Шнырь хохотал, утирал слезы и сам в эту минуту был похож на ребенка, которого заставляют жить взрослой жизнью, а он от нее безмерно устал и всякий раз радуется, когда ему позволяют быть маленьким.
– Ну, ухарь у тебя, Степан, ну, ухарь, палец в рот не клади… в батю пошел…
И только Шнырь заговорил, как короткая, на секунду соединившая их ниточка, тут же беззвучно оборвалась. Степан насторожился: за Шнырем невидимой тенью маячил Пережогин. Опять, опять то же самое! Зло спросил:
– Чего тебе?
– Пережогин послал. Велел расспросить, как ты живешь. В гости приехал или насовсем?
– Своих приехал забрать. Так и передай. Чего еще?
– А достал ты его, Степан, достал. Как пикой в бочину. До сих пор икру мечет, что ты к нему на карачках не приполз. Дела… Я и не думал, что Пережогина достать можно. Ну вот, теперь понесу новость, пускай обрадуется…
Шнырь поднял посветлевшие от смеха и слез глазки, подмигнул Ваське, подошедшему к ним, и осторожно потрепал его двумя пальцами за белую варежку. Повернулся уходить, но замешкался и сунул руку в оттопыренный карман фуфайки. Помедлил, решаясь, и вытащил маленький пакет, завернутый в замасленную газету.

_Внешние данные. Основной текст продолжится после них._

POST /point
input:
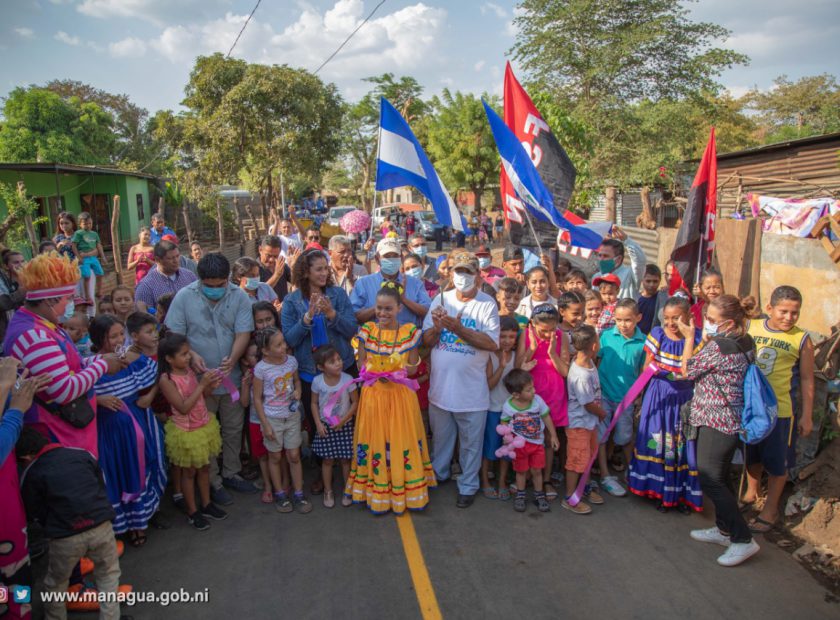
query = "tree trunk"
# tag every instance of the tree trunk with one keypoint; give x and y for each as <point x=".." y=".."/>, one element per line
<point x="611" y="194"/>
<point x="239" y="220"/>
<point x="115" y="239"/>
<point x="221" y="222"/>
<point x="185" y="208"/>
<point x="646" y="219"/>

– Степан, ты не подумай, деньги вот, возьми, все равно спущу, а тебе на семью. Возьми… Мне теперь деньги не нужны… Возьми.
Шнырь умоляюще взглядывал на Степана. А тот отводил глаза и молчал. Понимал, что Шнырь искренне предлагает деньги, но взять их не мог. Тот догадался. Сунул пакет обратно в карман фуфайки и, не попрощавшись, побрел прочь. И пока брел до конца улицы, шаркая валенками по притоптанному снегу, не оглянулся, только сильнее обычного горбился да чаще вздрагивал плечами.
«Теперь самого Пережогина надо ждать, – подумал Степан. – Теперь сам придет удостовериться».